Microsoft integrated Copilot into Word, Teams, and Windows 11, automating tasks like image creation and meeting summarization, demonstrating AI commitment and setting a precedent for Apple.
Academics grapples with AI
Unsplash
In May 2023, a professor at Texas A&M University-Commerce failed an entire class due to students using ChatGPT to write papers, despite no proof. This ignorance led to serious consequences for students. Dr Jared Mumm copied and pasted students’ papers into ChatGPT, asking if it could generate the text.
ChatGPT answered affirmatively, but it cannot detect AI plagiarism. Reddit users took Dr Mumm’s letter accusing students of cheating and pasted it into ChatGPT, resulting in AI hallucinating and human confusion surrounding its abilities.
Hollywood vs AI
Paul Deetman/Pexels
Artificial intelligence is causing global anxiety, with reports suggesting it could eliminate up to 300 million jobs if left uncontrolled. Hollywood authors went on strike over the use of AI in filmmaking, in September, 2023, but won concessions from studios, including limiting AI content use for training. AI development may continue to impact the industry.
Sam’s sacking saga
OpenAI
The OpenAI board fired CEO Sam Altman in November, leading to employee resignations and Microsoft offering jobs to Altman and other OpenAI employees, causing the company to almost collapse.
Soon, Altman was reinstated and the company got fresh board members. The internet debated if Altman had discovered ethical concerns about AI development, if Project Q* was about to achieve AGI, or if he was just a bad boss.
We may never know the whole truth. But nothing else encapsulated the drama, hysteria, fascination, and conspiracy theories as much as this one did in 2023.
The rise of OpenAI alternatives
After OpenAI, there was a sudden spike in the number of platforms offering foundational models and proprietary chatbots.
Cohere AI: Cohere is a leading AI platform for enterprise, offering ease-of-use, accessibility, and data privacy. It’s cloud-agnostic, accessible through API, and can be deployed on VPC or on-site. Founded by Google Brain alumni, Cohere aims to transform enterprises and their products with AI. Cohere raised $270 million in a funding round led by Microsoft-backed OpenAI, valued at $2.2 billion in June, 2023.

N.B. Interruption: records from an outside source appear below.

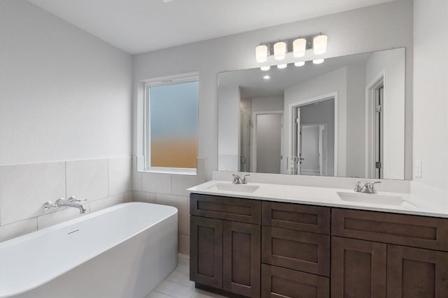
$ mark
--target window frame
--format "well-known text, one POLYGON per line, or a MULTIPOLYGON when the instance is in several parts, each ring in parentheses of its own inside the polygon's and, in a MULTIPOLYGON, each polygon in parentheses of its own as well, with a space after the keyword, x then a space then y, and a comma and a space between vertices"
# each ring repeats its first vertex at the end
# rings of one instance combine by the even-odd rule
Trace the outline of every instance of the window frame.
MULTIPOLYGON (((170 77, 160 77, 158 79, 147 80, 144 84, 144 172, 162 173, 162 174, 176 174, 183 175, 197 175, 197 166, 195 168, 189 167, 151 167, 150 166, 150 91, 151 87, 159 86, 174 85, 182 83, 197 82, 198 91, 200 89, 199 75, 197 73, 190 73, 186 75, 178 75, 170 77)), ((197 96, 197 109, 199 124, 199 94, 197 96)), ((198 125, 199 128, 199 125, 198 125)), ((199 134, 199 131, 198 131, 199 134)), ((198 140, 199 142, 199 135, 198 140)), ((199 154, 199 152, 198 152, 199 154)))

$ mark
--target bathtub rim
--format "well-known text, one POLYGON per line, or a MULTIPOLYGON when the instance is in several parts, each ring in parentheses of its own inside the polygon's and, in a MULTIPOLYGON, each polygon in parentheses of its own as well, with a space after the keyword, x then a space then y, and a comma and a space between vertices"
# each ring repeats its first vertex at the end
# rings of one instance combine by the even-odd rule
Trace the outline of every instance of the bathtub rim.
MULTIPOLYGON (((132 234, 130 236, 123 238, 122 239, 121 239, 119 242, 115 244, 114 245, 110 246, 110 248, 108 249, 111 249, 115 246, 118 246, 118 245, 122 244, 123 242, 125 242, 126 241, 127 241, 128 239, 135 237, 136 235, 144 232, 145 231, 148 230, 148 229, 150 229, 151 227, 153 227, 154 225, 162 222, 163 221, 165 221, 168 218, 172 218, 172 216, 176 216, 178 215, 178 211, 177 209, 177 208, 172 207, 172 206, 167 206, 167 205, 162 205, 160 204, 154 204, 154 203, 147 203, 147 202, 126 202, 126 203, 121 203, 121 204, 118 204, 116 205, 104 209, 102 210, 99 210, 95 212, 92 212, 91 214, 88 214, 84 216, 79 216, 76 218, 73 218, 71 220, 69 220, 67 221, 64 221, 63 223, 57 223, 55 225, 52 225, 46 228, 43 228, 42 230, 39 230, 35 232, 32 232, 31 233, 29 234, 26 234, 24 235, 22 235, 22 236, 19 236, 18 237, 15 237, 15 238, 13 238, 9 240, 6 240, 5 241, 3 242, 0 242, 0 250, 2 248, 7 248, 9 247, 10 246, 15 245, 18 243, 20 243, 22 241, 28 241, 28 240, 31 240, 34 239, 36 237, 41 237, 42 235, 44 234, 48 234, 49 233, 51 233, 55 230, 60 230, 64 228, 66 228, 67 226, 69 226, 73 224, 76 224, 77 223, 79 223, 80 221, 83 221, 85 220, 88 220, 89 218, 95 218, 99 216, 101 216, 102 214, 104 214, 105 213, 109 212, 111 211, 113 211, 115 209, 118 209, 122 207, 125 207, 126 206, 129 206, 129 205, 132 205, 132 204, 150 204, 150 205, 155 205, 155 206, 163 206, 164 207, 167 207, 167 209, 171 209, 171 212, 169 212, 169 214, 168 215, 167 215, 167 216, 157 221, 155 221, 153 223, 152 223, 150 225, 143 228, 143 229, 140 229, 137 232, 132 234)), ((177 225, 176 225, 176 229, 178 229, 177 225)), ((38 283, 36 283, 36 284, 33 285, 31 287, 27 287, 27 288, 24 288, 23 289, 21 289, 21 290, 20 291, 16 291, 16 292, 9 292, 9 293, 6 293, 6 295, 4 295, 3 293, 1 293, 1 295, 0 295, 0 298, 7 298, 7 297, 13 297, 15 295, 18 295, 22 293, 24 293, 27 291, 31 290, 33 289, 35 289, 36 288, 38 288, 51 281, 52 281, 53 279, 57 278, 58 276, 62 276, 62 274, 69 271, 70 270, 72 270, 73 269, 88 262, 89 260, 93 259, 94 258, 96 258, 100 255, 102 255, 102 253, 104 253, 104 252, 107 251, 108 250, 106 251, 101 251, 98 253, 95 253, 94 255, 90 255, 88 258, 87 259, 84 259, 80 262, 78 262, 76 263, 74 263, 74 265, 72 265, 71 266, 67 266, 66 268, 64 268, 63 270, 60 270, 59 271, 57 271, 57 274, 55 274, 52 278, 46 278, 46 279, 43 279, 42 281, 39 281, 38 283)))

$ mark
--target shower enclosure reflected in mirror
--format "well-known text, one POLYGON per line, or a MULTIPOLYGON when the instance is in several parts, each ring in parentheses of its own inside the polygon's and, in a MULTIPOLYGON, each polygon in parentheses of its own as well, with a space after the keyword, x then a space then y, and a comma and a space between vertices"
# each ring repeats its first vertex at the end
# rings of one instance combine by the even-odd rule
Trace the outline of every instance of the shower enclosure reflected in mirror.
POLYGON ((405 49, 218 75, 218 170, 403 179, 405 49))

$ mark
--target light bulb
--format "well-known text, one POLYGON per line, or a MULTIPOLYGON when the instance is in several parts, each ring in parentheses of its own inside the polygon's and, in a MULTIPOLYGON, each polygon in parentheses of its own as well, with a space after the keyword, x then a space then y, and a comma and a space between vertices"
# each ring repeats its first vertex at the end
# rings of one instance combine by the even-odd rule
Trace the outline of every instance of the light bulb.
POLYGON ((267 46, 265 45, 260 45, 256 47, 255 48, 255 56, 256 57, 257 62, 266 62, 266 60, 267 60, 267 46))
POLYGON ((298 38, 293 42, 293 52, 295 57, 302 57, 305 55, 307 50, 307 40, 304 38, 298 38))
POLYGON ((327 52, 327 40, 328 39, 326 35, 321 34, 318 35, 313 39, 313 50, 314 54, 320 55, 327 52))
POLYGON ((286 57, 286 43, 279 41, 274 44, 274 59, 283 60, 286 57))

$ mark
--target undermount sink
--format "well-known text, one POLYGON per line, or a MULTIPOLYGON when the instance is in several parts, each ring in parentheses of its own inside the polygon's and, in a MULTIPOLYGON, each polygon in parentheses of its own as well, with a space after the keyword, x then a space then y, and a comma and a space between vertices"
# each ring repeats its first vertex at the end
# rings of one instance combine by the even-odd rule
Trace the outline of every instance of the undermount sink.
POLYGON ((337 195, 343 201, 358 202, 366 204, 381 204, 384 205, 400 206, 407 202, 402 197, 397 195, 379 195, 377 193, 354 193, 337 192, 337 195))
POLYGON ((226 184, 224 183, 219 183, 214 184, 209 187, 209 189, 214 191, 237 191, 240 193, 253 193, 258 189, 260 186, 256 185, 247 185, 247 184, 226 184))

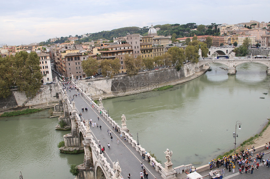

Anthropic: Anthropic is an AI safety and research company working to build reliable, interpretable, and steerable AI systems. In October, 2023 Google committed to investing up to $2 billion in Anthropic, bolstering the competition among startups striving for significant technological breakthroughs.
Mistral AI: Built by a world-class team in Europe, targeting the global market, Mistral AI was founded in April, 2023. In November, 2023, it raised $385 million, in a significant investment in online chatbot technology, valued at around $2 billion, following a sevenfold increase in value in six months.
Perplexity: Perplexity is a chatbot-style search engine that allows users to ask questions in natural language. Founded in August 2022, Perplexity, has raised $500 million, a significant increase from its initial $150 million valuation. It is also in discussions to raise $50 million.